Candidats au djihad : une circulaire du rectorat de Poitiers “pose problème”…

On vient d’apprendre que le rectorat de Poitiers a fait une boulette. A dérapé, comme l’on dit. Le Parisien évoque une circulaire qui « pose problème » et « suscite un certain émoi ». En effet, cette circulaire, qui « a pour but d’aider les enseignants à détecter les élèves en phase de radicalisation religieuse, ne vise que l’islam et repose sur un certain nombre de clichés et de généralités, selon Mediapart, qui a rendu public ce document ».

Nommée « Prévention de la radicalisation en milieu scolaire », elle entend sensibiliser les enseignants à certains signaux d’alerte comme « une barbe longue non taillée (moustache rasée) », un « habillement musulman », une « perte de poids liée à des jeûnes fréquents », un intérêt particulier pour l’histoire des débuts de l’islam, une exposition sélective aux médias, une « rhétorique politique » concernant la Palestine, la Tchétchénie, l’Irak.

Le syndicat SNES-FSU parle de « caricature grossière », de « simplification outrancière », de « racisme pur et dur » ; le syndicat UNSA, de « termes maladroits » : « Il a manqué une relecture avant diffusion. » Najat Vallaud-Belkacem, interrogée sur le sujet, demande, elle, « une amélioration des mots utilisés ». Bien sûr, il aurait fallu que le rectorat « relise ». « Améliore » les mots. Et trouve des termes « adroits »… mais lesquels ? On se gratte la tête.
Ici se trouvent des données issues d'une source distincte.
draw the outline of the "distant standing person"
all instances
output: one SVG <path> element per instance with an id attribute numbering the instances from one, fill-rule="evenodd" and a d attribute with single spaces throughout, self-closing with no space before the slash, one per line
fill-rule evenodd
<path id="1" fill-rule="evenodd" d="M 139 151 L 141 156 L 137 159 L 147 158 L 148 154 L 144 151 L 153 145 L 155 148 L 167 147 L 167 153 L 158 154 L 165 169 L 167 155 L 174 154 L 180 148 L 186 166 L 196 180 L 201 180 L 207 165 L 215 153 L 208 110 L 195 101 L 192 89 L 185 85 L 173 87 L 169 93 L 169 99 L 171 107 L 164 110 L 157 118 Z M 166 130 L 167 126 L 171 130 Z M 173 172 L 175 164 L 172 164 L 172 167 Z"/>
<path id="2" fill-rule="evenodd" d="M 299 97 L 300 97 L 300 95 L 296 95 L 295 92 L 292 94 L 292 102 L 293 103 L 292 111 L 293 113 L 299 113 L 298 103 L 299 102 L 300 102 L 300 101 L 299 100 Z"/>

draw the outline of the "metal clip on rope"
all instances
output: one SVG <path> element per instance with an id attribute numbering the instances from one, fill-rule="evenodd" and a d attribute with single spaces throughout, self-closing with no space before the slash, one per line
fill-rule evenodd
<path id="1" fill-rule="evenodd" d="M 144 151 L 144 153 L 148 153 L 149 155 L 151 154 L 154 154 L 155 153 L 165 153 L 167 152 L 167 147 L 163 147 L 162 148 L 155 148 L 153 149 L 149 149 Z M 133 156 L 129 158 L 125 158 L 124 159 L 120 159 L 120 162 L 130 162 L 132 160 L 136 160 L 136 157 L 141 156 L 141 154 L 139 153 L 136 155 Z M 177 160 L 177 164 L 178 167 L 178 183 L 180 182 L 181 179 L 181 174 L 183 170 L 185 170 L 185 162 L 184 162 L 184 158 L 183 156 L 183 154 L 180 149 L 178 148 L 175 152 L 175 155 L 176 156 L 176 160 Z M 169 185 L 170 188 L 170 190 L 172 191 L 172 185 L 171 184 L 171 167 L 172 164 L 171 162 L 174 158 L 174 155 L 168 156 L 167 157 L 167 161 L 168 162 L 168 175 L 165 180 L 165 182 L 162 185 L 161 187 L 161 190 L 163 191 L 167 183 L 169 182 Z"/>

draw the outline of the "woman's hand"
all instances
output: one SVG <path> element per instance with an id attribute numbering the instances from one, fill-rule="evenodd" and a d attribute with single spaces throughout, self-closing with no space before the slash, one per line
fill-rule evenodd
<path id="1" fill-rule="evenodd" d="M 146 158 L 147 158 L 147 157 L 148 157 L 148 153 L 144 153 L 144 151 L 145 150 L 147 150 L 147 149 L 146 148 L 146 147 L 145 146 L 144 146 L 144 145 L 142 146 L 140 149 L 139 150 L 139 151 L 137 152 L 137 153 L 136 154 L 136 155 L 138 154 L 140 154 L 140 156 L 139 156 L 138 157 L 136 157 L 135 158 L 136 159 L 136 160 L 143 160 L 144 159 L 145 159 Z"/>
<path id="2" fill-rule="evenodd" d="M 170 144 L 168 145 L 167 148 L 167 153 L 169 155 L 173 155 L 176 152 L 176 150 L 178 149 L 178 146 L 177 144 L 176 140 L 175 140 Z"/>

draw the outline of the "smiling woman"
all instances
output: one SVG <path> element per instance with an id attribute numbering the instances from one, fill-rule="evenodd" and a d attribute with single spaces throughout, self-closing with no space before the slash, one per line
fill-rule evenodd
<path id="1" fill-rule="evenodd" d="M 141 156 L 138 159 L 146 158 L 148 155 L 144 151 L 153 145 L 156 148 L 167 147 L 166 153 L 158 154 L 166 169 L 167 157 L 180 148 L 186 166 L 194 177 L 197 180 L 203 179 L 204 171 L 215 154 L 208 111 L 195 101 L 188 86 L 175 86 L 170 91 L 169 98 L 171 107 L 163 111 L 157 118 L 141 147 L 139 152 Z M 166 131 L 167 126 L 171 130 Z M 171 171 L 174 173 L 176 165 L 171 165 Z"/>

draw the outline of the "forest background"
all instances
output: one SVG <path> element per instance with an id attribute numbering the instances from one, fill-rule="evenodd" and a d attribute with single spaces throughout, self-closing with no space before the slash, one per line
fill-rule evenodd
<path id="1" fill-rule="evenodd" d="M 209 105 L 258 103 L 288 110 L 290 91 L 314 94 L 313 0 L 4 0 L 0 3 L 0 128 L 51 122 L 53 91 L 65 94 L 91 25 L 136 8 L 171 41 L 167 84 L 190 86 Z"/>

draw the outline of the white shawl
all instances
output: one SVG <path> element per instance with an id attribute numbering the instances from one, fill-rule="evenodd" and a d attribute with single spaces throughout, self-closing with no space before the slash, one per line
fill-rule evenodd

Le Parisien, faisant écho à Mediapart, évoque, parmi ce qui « pose problème », le fait que cette circulaire ne vise QUE l’islam. C’est vrai. Soyons « adroits ». Visons donc une autre religion. Au hasard, la radicalisation religieuse… catholique. Terrifiante. Mortifère. Avec ses médias fanatisés et va-t-en-guerre : KTO, Radio Notre-Dame. Des voyages répétés au Vatican, à Lourdes devront conduire à une grande vigilance. Sans parler de « l’habillement catho ». Une trop grande addiction à la marque Cyrillus, une médaille de la Vierge jaillissant de temps à autre du col de la chemise alerteront le professeur. Oui, soyons « adroits ». Au risque d’être grotesques.

Oui, il faut bannir « le racisme pur et dur ». Mais à quel endroit cette circulaire est-elle « raciste » ? Est-il question de tenir à l’œil les élèves de telle origine ? Non. Simplement de relever des signaux, comme on peut demander aux professeurs de repérer des yeux injectés ou une chute des résultats scolaires, signes d’une addiction à la drogue.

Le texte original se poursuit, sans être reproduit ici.